Gelen eleştiriler konusunda da bir parantez açan Altay Bayındır, “Yorum yapıyor olmak güzel tabii ki ancak dozajını iyi ayarlamak lazım. Sonuç itibariyle sen bilmediğin bir iş hakkında fazlasıyla yorum yaparsan sağlıklı bir durum değil. Bizim işimiz ne yazık ki öyle. Herkesin yorumu ‘sağlıklı’ diye düşünülerek yapılan yorumlar. Fakat biz kendi gelişimimiz için saha içerisinde hocalarımızla birlikteyiz. Zaten hocalarımız yıllardır bu işin içinde ve karşılıklı ne yapmamız, nasıl yapmamız gerektiğini konuşarak çalışmamızı sürdürüyoruz, sahada da bu doğrultuda çalışmalarımız devam ediyor. Dışarıdaki eleştiriler tabii ki de önemli, sağlıklı olmayanlar dışındakiler çünkü futbolu gerçekten bilen ve yıllarını vermiş insanlar da var.
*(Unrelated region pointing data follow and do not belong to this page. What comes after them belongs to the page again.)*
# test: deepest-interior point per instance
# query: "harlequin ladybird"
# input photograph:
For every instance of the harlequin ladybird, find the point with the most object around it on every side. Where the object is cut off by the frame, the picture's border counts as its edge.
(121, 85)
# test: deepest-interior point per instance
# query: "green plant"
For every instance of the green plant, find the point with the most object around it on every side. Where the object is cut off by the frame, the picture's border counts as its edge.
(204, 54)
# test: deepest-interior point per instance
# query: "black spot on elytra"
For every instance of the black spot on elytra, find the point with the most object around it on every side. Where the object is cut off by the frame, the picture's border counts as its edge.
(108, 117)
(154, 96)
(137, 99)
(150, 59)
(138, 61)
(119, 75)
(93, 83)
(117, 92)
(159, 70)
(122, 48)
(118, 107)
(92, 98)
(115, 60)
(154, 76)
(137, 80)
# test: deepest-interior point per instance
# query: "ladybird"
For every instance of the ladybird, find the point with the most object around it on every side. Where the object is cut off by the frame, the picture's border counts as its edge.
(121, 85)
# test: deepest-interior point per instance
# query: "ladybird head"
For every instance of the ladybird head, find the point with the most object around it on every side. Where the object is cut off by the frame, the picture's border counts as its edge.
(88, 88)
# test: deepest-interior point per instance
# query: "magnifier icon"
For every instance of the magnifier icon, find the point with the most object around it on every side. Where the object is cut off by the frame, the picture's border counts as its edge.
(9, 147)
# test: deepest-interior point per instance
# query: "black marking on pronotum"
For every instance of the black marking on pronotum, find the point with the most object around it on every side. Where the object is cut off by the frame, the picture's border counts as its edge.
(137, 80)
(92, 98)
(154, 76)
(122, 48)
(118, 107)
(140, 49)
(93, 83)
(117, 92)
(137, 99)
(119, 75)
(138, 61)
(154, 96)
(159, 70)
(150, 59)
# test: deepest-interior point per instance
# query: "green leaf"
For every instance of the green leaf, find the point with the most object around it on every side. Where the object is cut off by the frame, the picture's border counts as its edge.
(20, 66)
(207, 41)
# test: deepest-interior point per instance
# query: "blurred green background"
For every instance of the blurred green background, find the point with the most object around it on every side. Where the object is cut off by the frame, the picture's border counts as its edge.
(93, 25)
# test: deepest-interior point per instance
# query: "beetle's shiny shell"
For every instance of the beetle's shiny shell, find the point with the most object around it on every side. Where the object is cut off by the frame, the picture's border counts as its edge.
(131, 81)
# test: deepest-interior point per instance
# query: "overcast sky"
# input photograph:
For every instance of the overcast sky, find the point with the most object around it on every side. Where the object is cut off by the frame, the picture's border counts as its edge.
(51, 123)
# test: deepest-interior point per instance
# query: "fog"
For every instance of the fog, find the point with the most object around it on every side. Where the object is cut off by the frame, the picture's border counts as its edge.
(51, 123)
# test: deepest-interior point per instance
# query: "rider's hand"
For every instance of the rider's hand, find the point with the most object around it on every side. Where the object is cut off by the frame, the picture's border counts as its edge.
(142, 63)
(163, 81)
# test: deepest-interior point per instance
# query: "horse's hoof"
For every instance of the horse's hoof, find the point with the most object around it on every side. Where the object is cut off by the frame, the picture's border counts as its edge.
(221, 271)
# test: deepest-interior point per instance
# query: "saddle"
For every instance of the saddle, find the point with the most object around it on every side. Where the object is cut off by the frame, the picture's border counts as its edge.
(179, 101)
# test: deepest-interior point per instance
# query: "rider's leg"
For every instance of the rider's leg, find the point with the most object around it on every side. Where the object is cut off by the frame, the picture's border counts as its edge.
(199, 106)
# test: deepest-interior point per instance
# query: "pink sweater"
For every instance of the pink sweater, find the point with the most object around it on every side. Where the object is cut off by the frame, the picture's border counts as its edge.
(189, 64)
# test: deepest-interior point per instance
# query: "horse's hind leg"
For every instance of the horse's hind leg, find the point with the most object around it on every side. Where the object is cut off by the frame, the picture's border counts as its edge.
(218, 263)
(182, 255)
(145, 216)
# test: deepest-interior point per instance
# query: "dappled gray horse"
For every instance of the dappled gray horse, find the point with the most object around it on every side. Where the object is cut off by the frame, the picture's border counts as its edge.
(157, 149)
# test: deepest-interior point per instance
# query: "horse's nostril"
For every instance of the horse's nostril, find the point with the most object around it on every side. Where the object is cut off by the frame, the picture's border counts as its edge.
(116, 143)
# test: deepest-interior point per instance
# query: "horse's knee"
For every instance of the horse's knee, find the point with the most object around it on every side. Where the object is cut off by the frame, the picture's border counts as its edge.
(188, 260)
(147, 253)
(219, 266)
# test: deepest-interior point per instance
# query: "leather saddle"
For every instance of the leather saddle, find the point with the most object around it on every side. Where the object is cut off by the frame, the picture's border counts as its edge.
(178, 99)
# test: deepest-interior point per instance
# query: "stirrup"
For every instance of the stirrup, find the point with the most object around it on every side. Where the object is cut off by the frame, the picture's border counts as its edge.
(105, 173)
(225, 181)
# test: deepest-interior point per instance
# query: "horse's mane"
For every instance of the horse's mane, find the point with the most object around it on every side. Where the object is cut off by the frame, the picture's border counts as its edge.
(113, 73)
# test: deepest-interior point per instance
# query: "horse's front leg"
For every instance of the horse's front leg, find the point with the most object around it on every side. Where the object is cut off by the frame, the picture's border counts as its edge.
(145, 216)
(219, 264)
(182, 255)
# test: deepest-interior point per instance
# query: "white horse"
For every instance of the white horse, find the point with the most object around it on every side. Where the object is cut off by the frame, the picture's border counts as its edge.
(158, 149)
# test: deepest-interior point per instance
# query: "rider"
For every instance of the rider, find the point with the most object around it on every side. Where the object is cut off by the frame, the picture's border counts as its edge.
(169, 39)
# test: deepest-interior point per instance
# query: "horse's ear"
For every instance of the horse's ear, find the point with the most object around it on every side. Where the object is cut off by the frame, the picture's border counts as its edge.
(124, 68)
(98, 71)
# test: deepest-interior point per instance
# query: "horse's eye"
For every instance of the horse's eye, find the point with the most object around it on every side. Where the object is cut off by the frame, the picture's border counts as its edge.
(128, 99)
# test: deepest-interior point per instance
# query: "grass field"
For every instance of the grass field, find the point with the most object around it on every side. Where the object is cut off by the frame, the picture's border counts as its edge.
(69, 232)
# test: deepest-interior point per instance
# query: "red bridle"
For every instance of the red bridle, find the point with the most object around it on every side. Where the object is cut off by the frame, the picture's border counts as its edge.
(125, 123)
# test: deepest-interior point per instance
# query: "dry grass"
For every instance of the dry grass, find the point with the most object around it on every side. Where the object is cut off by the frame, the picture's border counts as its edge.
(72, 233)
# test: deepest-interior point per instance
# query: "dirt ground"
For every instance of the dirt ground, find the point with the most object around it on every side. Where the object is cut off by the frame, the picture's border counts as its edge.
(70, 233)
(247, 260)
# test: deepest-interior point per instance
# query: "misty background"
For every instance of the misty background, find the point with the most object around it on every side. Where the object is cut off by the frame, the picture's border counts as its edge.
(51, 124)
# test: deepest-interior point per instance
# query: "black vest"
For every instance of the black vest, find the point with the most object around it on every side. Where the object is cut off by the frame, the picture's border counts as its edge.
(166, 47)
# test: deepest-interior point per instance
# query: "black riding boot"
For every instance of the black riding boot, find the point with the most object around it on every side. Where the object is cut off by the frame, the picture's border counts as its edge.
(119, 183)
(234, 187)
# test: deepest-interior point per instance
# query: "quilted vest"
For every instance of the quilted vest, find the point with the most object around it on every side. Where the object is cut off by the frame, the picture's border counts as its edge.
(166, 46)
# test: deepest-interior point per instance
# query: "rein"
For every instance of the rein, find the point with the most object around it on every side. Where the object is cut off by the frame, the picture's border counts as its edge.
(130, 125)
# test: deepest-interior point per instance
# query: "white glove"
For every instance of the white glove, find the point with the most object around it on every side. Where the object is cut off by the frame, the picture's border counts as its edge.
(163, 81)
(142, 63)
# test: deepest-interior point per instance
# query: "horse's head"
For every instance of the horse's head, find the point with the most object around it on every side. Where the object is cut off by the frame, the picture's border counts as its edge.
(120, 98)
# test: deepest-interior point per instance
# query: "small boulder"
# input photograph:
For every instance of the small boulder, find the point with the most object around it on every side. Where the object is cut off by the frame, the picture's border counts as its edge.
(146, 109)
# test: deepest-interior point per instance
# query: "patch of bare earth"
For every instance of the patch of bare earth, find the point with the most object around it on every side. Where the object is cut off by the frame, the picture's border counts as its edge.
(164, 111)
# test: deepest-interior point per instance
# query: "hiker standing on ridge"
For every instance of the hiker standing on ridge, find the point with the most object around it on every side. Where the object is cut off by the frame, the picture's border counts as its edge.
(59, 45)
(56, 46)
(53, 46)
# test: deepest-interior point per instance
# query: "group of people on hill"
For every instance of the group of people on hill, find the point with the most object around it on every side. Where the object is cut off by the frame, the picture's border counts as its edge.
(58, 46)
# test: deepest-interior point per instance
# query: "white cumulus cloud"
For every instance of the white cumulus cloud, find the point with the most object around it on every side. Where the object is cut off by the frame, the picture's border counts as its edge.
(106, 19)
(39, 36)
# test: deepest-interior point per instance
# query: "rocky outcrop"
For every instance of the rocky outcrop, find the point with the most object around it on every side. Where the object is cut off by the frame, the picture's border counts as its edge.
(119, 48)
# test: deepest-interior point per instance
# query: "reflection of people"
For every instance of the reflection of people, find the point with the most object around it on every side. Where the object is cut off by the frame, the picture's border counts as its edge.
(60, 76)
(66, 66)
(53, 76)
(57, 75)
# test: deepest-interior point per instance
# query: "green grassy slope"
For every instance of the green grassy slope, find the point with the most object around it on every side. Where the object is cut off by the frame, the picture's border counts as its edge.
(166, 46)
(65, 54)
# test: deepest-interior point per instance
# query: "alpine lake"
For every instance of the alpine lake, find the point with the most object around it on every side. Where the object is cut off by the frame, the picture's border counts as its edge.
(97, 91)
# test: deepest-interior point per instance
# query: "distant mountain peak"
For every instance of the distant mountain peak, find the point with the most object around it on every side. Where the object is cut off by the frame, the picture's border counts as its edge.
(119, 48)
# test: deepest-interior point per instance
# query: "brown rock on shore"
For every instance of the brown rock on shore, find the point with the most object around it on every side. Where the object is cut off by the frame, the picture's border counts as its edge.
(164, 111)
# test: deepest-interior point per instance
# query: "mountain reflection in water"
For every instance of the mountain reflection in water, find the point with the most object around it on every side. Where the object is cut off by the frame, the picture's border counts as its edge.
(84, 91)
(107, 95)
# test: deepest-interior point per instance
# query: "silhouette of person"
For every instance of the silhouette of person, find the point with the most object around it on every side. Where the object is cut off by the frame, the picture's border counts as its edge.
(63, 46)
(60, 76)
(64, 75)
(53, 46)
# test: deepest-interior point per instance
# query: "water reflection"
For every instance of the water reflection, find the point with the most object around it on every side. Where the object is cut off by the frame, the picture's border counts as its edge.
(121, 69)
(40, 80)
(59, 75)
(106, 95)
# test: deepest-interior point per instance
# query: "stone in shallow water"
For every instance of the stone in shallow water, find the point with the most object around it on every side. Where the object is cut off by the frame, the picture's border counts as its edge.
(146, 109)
Onlar için sözümüz meclisten dışarı” dedi.
 
FORMA SATIŞLARINDAKİ TALEP CAMİAMIZIN BÜYÜKLÜĞÜNÜ YİNE GÖSTERDİ
 
Başarılı file bekçimiz sözlerine taraftara verdiği şu mesajla son verdi:

“Ben şu ana kadar verilen destekten dolayı herkese tüm samimiyetimle teşekkür ediyorum. Bu destek zaten bu sene için değil ilelebet sürecektir. Çünkü Fenerbahçeli olmanın duygusu, arzusu bambaşkadır. Nitekim bunu forma satışlarında da görmüş olduk, satışa çıkar çıkmaz ciddi bir talep oldu. Ne kadar büyük bir camiamız var. Bu, gerçek anlamda çok sevindiriyor. İnşallah bu desteği biz de sahada elimizden geldiğince sağlıklı bir şekilde, terimizin son damlasına kadar savaşarak vereceğiz. Hep birlikte birlik ve beraberliğimizi artırarak iyi veya kötü her zaman destek olarak, her maçımızı final maçı niteliğinde düşünüp oynayarak mutlu sona hep birlikte ulaşırız. Çünkü buna sadece bizlerin değil herkesin ihtiyacı var. Biz de bu doğrultuda elimizden ne gelmesi gerekiyorsa yapacağız ve sonuç olarak da inşallah herkesi mutlu eden taraf olacağız.”